- Poster
- Directed by: M. G. Balu
- Story by: Sandow M. M. A. Chinnappa Thevar
- Produced by: Sandow M. M. A. Chinnappa Thevar
- Starring: Major Sundarrajan R. Muthuraman Bharathi Vishnuvardhan
- Music by: Diwakar
- Production company: Dhandayuthapani Films
- Release date: 23 June 1967;
- Country: India
- Language: Tamil

= Deiva Cheyal =

1967 film by M. G. Balu

Deiva Cheyal is a 1967 Indian Tamil-language drama film directed by M. G. Balu and produced by Sandow M. M. A. Chinnappa Thevar, who also wrote the story. The film stars Major Sundarrajan, R. Muthuraman and Bharathi Vishnuvardhan. Although not a commercial success, it was adapted into the Hindi film Haathi Mere Saathi (1971), and it was later remade in Tamil as Nalla Neram (1972), both of which achieved commercial success. All three versions were produced by Sandow M. M. A. Chinnappa Thevar.

== Plot ==

It tells the story of Major who runs a circus and is as close to the animal as he is to his own son played by Muthuraman. Fate plays havoc in form of Major's creditors, his own daughter-in-law and through her, his son; thereby testing the relationship between himself and his animals. He moves out at one point in time with the animals. He rebuilds his life, with the help of his animals and regains the trust of his son and daughter-in-law.

== Cast ==
- Major Sundarrajan
- R. Muthuraman
- Bharathi Vishnuvardhan
- S. V. Ramadas
- Bharathi Rao

== Production ==
Deiva Cheyal was produced by Sandow M. M. A. Chinnappa Thevar under Dhandayuthapani Films, and directed by M. G. Balu. Thevar also wrote the story, while Ayyapillai wrote the dialogue. Major Sundarrajan, R. Muthuraman and Bharathi Vishnuvardhan starred. All the animals in the film had been trained to respond to commands in Hindi; since Sundarrajan could speak the language, this worked to his advantage. Animals used included elephants, lions and rhinoceros. The film's animal trainer told Sundarrajan that the lion would stay calm if he kept scratching its mane, when he sat astride it, and Sundarrajan did accordingly. The music was composed by Diwakar, and the final cut measured 3997 metres.

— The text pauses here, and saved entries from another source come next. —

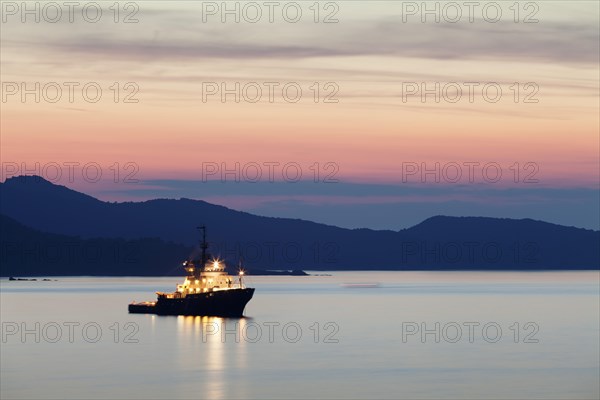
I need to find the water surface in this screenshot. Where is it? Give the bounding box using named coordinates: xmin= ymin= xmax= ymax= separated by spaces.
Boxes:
xmin=1 ymin=271 xmax=598 ymax=399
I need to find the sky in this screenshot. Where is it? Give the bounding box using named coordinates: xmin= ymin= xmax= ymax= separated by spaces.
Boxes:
xmin=1 ymin=1 xmax=599 ymax=230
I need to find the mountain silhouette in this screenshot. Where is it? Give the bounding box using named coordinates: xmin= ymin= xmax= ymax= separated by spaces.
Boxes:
xmin=1 ymin=175 xmax=598 ymax=275
xmin=0 ymin=213 xmax=192 ymax=276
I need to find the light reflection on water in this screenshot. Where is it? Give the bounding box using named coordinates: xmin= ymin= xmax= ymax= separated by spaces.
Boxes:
xmin=173 ymin=316 xmax=249 ymax=400
xmin=0 ymin=271 xmax=598 ymax=399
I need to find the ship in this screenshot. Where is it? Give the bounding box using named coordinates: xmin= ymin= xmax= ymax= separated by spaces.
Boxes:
xmin=128 ymin=226 xmax=255 ymax=317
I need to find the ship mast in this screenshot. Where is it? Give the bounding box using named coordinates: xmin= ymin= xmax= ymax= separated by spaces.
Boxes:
xmin=196 ymin=225 xmax=208 ymax=278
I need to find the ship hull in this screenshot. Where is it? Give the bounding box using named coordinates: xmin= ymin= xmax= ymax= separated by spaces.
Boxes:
xmin=129 ymin=288 xmax=255 ymax=317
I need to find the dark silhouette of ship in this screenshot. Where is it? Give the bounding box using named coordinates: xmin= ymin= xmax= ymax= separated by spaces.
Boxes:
xmin=128 ymin=226 xmax=254 ymax=317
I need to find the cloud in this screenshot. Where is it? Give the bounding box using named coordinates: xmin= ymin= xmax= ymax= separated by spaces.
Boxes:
xmin=90 ymin=179 xmax=600 ymax=230
xmin=98 ymin=178 xmax=599 ymax=200
xmin=3 ymin=8 xmax=598 ymax=65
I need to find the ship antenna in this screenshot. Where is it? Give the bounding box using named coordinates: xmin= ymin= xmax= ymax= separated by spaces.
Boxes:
xmin=197 ymin=225 xmax=208 ymax=268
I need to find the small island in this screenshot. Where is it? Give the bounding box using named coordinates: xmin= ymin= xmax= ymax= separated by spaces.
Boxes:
xmin=246 ymin=269 xmax=309 ymax=276
xmin=8 ymin=277 xmax=55 ymax=281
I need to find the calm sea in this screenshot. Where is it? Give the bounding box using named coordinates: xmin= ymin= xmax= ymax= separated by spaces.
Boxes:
xmin=1 ymin=271 xmax=599 ymax=399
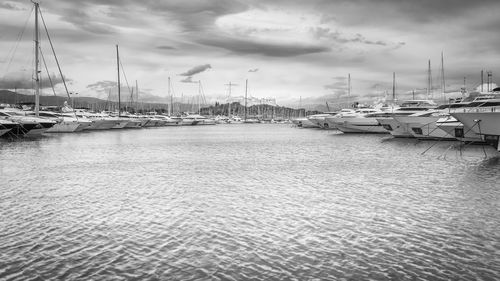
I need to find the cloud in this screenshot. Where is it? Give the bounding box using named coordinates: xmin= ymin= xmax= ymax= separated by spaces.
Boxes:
xmin=248 ymin=68 xmax=259 ymax=72
xmin=58 ymin=7 xmax=117 ymax=35
xmin=179 ymin=64 xmax=212 ymax=76
xmin=197 ymin=35 xmax=330 ymax=57
xmin=157 ymin=45 xmax=176 ymax=50
xmin=310 ymin=27 xmax=387 ymax=46
xmin=87 ymin=80 xmax=117 ymax=92
xmin=146 ymin=0 xmax=248 ymax=32
xmin=180 ymin=76 xmax=198 ymax=83
xmin=0 ymin=72 xmax=68 ymax=90
xmin=0 ymin=2 xmax=25 ymax=11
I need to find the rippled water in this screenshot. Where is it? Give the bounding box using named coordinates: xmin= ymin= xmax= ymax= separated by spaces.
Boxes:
xmin=1 ymin=124 xmax=500 ymax=280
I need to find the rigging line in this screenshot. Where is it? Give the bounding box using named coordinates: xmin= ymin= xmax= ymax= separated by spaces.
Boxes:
xmin=38 ymin=7 xmax=70 ymax=97
xmin=476 ymin=120 xmax=488 ymax=159
xmin=118 ymin=59 xmax=133 ymax=97
xmin=4 ymin=6 xmax=34 ymax=74
xmin=39 ymin=47 xmax=57 ymax=96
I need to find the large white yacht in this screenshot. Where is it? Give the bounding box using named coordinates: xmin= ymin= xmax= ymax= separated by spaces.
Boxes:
xmin=324 ymin=109 xmax=356 ymax=129
xmin=451 ymin=96 xmax=500 ymax=150
xmin=326 ymin=108 xmax=387 ymax=133
xmin=375 ymin=100 xmax=438 ymax=138
xmin=393 ymin=111 xmax=455 ymax=140
xmin=307 ymin=112 xmax=338 ymax=129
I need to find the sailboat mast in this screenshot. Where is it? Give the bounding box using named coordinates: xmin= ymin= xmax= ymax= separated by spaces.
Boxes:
xmin=244 ymin=79 xmax=248 ymax=121
xmin=135 ymin=80 xmax=138 ymax=113
xmin=198 ymin=80 xmax=201 ymax=114
xmin=427 ymin=60 xmax=432 ymax=99
xmin=392 ymin=72 xmax=396 ymax=101
xmin=168 ymin=77 xmax=171 ymax=116
xmin=227 ymin=82 xmax=232 ymax=118
xmin=116 ymin=44 xmax=121 ymax=117
xmin=34 ymin=2 xmax=40 ymax=117
xmin=347 ymin=73 xmax=351 ymax=107
xmin=441 ymin=52 xmax=445 ymax=96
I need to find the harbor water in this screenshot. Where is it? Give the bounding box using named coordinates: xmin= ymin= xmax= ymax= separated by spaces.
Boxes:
xmin=1 ymin=124 xmax=499 ymax=280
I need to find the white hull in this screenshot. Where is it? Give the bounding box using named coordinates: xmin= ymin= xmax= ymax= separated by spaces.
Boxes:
xmin=124 ymin=120 xmax=142 ymax=128
xmin=111 ymin=120 xmax=128 ymax=129
xmin=46 ymin=121 xmax=80 ymax=133
xmin=376 ymin=117 xmax=413 ymax=138
xmin=451 ymin=112 xmax=500 ymax=136
xmin=437 ymin=121 xmax=483 ymax=143
xmin=334 ymin=117 xmax=388 ymax=134
xmin=394 ymin=116 xmax=454 ymax=140
xmin=24 ymin=127 xmax=49 ymax=136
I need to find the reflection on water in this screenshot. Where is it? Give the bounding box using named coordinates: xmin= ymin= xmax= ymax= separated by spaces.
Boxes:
xmin=1 ymin=125 xmax=499 ymax=280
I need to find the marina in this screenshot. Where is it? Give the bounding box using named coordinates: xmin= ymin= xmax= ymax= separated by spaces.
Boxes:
xmin=2 ymin=0 xmax=500 ymax=280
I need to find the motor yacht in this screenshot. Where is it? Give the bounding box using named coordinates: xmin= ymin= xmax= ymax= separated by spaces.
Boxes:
xmin=375 ymin=100 xmax=438 ymax=138
xmin=451 ymin=97 xmax=500 ymax=150
xmin=307 ymin=112 xmax=338 ymax=129
xmin=326 ymin=108 xmax=387 ymax=133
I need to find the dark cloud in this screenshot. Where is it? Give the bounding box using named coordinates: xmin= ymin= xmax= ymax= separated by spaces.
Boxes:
xmin=180 ymin=76 xmax=198 ymax=83
xmin=0 ymin=2 xmax=26 ymax=11
xmin=179 ymin=64 xmax=212 ymax=76
xmin=87 ymin=80 xmax=117 ymax=91
xmin=0 ymin=72 xmax=68 ymax=90
xmin=311 ymin=27 xmax=387 ymax=46
xmin=58 ymin=8 xmax=116 ymax=35
xmin=157 ymin=45 xmax=176 ymax=50
xmin=248 ymin=68 xmax=259 ymax=72
xmin=198 ymin=35 xmax=329 ymax=57
xmin=146 ymin=0 xmax=248 ymax=32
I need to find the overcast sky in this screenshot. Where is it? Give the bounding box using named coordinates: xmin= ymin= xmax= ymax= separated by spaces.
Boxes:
xmin=1 ymin=0 xmax=499 ymax=106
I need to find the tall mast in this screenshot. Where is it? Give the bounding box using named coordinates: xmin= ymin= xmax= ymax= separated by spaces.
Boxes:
xmin=226 ymin=81 xmax=233 ymax=118
xmin=347 ymin=73 xmax=351 ymax=107
xmin=481 ymin=70 xmax=484 ymax=92
xmin=198 ymin=80 xmax=201 ymax=114
xmin=116 ymin=44 xmax=121 ymax=117
xmin=168 ymin=77 xmax=172 ymax=116
xmin=244 ymin=79 xmax=248 ymax=121
xmin=34 ymin=2 xmax=40 ymax=117
xmin=392 ymin=72 xmax=396 ymax=102
xmin=427 ymin=60 xmax=432 ymax=99
xmin=135 ymin=80 xmax=139 ymax=113
xmin=441 ymin=51 xmax=445 ymax=96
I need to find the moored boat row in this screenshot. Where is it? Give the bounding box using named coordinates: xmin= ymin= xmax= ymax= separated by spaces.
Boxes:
xmin=293 ymin=93 xmax=500 ymax=151
xmin=0 ymin=106 xmax=233 ymax=139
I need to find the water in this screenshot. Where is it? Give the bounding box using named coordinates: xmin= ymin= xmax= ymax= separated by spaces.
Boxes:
xmin=1 ymin=124 xmax=499 ymax=280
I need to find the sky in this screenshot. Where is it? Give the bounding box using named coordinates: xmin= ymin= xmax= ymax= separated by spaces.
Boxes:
xmin=1 ymin=0 xmax=500 ymax=108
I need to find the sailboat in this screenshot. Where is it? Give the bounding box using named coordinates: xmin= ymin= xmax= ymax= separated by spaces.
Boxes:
xmin=0 ymin=2 xmax=57 ymax=137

== Release and reception ==
Deiva Cheyal was released on 23 June 1967. Kalki said the animal actors performed better than the human actors. The film was not commercially successful, but Sundarrajan's performance was praised.

== Adaptations ==
Although Deiva Cheyal was not a commercial success, Thevar adapted it in Hindi as Haathi Mere Saathi (1971), starring Rajesh Khanna. This version, the script of which was tweaked by Salim–Javed, emerged a major success, and was adapted in Tamil, again with some changes, as the M. G. Ramachandran starrer Nalla Neram (1972), which was also a success. However, Thevar later opined that "the performance of both MGR and Rajesh Khanna was only 50%" of Sundarrajan's.